The Bengaluru center is expected to support multi-agent AI systems for oncology, including modules for data aggregation, predictive modeling, biomarker discovery, clinical trial optimization, and molecular optimization. Lantern also notes that the center will contribute to the development of specialized large language models (LLMs) and large quantitative models (LQMs) for molecular assessment, optimization, and de novo candidate generation, as well as integration of under-represented patient populations and real-world clinical data into its AI frameworks.
Regulatory and Corporate Profile
Lantern Pharma Inc. is incorporated in Delaware and its common stock trades on the Nasdaq Capital Market under the symbol LTRN. The company describes itself as an emerging growth company under applicable U.S. securities regulations.

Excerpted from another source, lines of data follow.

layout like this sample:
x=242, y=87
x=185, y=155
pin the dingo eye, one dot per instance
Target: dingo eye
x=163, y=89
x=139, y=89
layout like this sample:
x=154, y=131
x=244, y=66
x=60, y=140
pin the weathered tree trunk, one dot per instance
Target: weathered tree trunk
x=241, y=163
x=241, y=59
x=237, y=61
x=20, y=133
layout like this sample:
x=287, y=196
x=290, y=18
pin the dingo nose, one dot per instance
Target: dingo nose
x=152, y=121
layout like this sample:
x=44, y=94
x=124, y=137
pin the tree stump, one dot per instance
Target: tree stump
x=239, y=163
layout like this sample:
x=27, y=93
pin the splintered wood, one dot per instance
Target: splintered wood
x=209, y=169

SEC filings indicate that Lantern holds annual stockholder meetings, maintains an equity incentive plan, and uses at-the-market (ATM) offerings as one mechanism for raising capital. The company has also amended its bylaws to adjust quorum requirements for stockholder meetings and has reported on board appointments and governance matters in its current reports on Form 8-K and proxy statements.

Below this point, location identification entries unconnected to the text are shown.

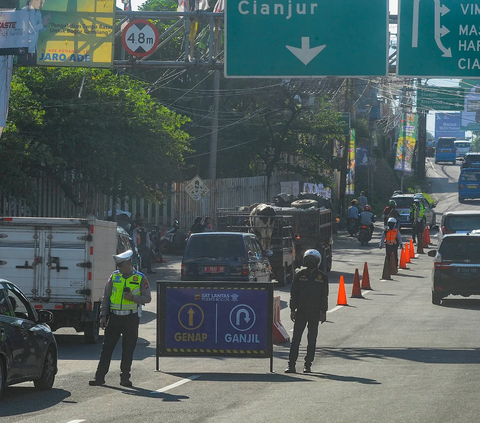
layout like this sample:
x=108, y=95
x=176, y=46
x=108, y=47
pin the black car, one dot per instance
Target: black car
x=469, y=159
x=456, y=268
x=28, y=350
x=225, y=256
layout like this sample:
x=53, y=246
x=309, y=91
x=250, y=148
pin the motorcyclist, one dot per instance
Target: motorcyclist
x=353, y=213
x=367, y=218
x=391, y=211
x=417, y=217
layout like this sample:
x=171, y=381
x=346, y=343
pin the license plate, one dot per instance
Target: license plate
x=214, y=269
x=467, y=270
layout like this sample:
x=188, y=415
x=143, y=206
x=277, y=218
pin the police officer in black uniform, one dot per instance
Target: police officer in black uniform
x=308, y=306
x=126, y=290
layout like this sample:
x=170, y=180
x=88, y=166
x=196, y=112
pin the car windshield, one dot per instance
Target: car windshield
x=460, y=248
x=214, y=247
x=403, y=202
x=470, y=176
x=463, y=223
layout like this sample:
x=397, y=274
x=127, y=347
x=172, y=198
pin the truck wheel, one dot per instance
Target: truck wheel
x=281, y=276
x=48, y=372
x=165, y=247
x=92, y=332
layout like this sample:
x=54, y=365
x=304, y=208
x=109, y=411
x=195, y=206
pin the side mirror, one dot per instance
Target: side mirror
x=45, y=316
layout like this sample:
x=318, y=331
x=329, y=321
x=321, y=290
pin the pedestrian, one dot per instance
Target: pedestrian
x=391, y=211
x=308, y=306
x=392, y=239
x=367, y=218
x=197, y=227
x=362, y=201
x=207, y=226
x=141, y=239
x=417, y=217
x=126, y=290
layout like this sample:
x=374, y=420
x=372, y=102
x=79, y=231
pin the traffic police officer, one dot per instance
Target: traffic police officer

Through its combination of AI-enabled platforms, clinical-stage oncology programs, and collaborations with academic and biopharma partners, Lantern Pharma positions itself as an AI-driven oncology company focused on precision medicine and data-guided therapeutic development. Investors and researchers reviewing LTRN typically examine the progress of its clinical trials, the performance and adoption of its RADR®-based AI modules, its regulatory designations, and its partnership activities with pharmaceutical companies and research institutions.